Horse trailer buying guide
Well here’s the thing – for many of us, it comes down to budget. It seems simple, but you also need to be sure your budget can afford the vehicle to pull your dream trailer.
What you need to think about when horse trailer shopping:
- Horse size. Extra tall or warmblood? Might need a trailer that is extra tall. Also make sure your horse’s width can fit – this is more of an issue for a slant, but it’s good to keep in mind.
- Slant or straight. This might just boil down to personal preference, or what your horse prefers. And when you are thinking about it, ramp or step up. Again, largely a personal preference here. Do you know what type of trailer your horse has been in before and how he reacted?
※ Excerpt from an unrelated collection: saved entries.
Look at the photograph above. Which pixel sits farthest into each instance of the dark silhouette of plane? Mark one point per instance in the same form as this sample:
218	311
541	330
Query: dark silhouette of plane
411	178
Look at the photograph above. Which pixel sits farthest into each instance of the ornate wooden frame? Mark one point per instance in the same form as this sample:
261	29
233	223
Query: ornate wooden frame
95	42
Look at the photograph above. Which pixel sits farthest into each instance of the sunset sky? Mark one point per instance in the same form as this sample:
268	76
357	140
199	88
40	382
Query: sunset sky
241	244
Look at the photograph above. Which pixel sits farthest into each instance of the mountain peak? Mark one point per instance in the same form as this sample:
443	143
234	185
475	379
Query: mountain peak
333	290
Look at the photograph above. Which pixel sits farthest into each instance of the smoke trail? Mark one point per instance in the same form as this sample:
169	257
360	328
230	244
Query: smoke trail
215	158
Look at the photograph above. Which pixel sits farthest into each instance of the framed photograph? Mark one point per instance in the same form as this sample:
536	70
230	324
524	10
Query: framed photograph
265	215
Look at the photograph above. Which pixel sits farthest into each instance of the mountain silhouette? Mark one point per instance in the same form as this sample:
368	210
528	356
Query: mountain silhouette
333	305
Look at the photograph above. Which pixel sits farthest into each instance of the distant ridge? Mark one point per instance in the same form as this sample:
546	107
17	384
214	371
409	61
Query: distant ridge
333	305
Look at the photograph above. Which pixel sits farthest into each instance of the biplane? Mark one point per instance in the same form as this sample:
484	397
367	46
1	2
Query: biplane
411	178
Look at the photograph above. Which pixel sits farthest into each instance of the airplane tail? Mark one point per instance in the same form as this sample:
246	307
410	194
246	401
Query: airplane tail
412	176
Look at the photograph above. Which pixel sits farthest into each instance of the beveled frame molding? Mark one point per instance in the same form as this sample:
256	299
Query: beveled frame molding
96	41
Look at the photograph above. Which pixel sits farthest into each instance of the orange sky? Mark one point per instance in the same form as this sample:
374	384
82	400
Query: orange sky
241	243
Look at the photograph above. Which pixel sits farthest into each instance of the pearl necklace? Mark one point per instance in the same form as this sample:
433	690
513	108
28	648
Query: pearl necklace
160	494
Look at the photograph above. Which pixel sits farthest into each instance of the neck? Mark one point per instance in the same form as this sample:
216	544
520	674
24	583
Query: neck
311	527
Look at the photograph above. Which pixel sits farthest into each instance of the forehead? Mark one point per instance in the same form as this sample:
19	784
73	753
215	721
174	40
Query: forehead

- Think about the overall length and size of the rig. You might find that in your state, you will be required to have a commercial driver’s license (CDL). This is typically related to how big your rig is. You might also find that you need an electronic logging device (ELD), but this is largely determined by the reason you are hauling horses – for a business or not.
- Reason for getting a trailer. Is this strictly for emergency evacuations? Or are you showing every week? If you are showing, are you working out of the trailer or getting a show stall? If you get a show grooming stall, you might be able to get away with a smaller tack room. Will you be camping at the shows and need the living quarters?
A small tack room can be plenty of space!
And then think about the safety features you want in a horse trailer.
- The separation between the stalls in the trailer is safest when it’s all the way to the ground. Horses like to shuffle, some like to kick, some really dislike their travel buddy. A physical barrier can be ideal.
- Windows come in all configurations. It’s part personal preference and budget here, but think long and hard about windows or slats without screens.
- The floor material might depend on where you live. Some floors can be treated with a grippy protective surface like you would treat the bed of your truck. All floors benefit from mats.
- Bells and whistles are nice, too. Interior lights, fancy saddle racks, top of the line rims, custom paint.
But perhaps the most important thing is that your horse will easily load and be comfortable. Part of that comfort comes from what trailer you buy, and another part comes from your training of him to load easily and willingly. Happy horse trailer shopping!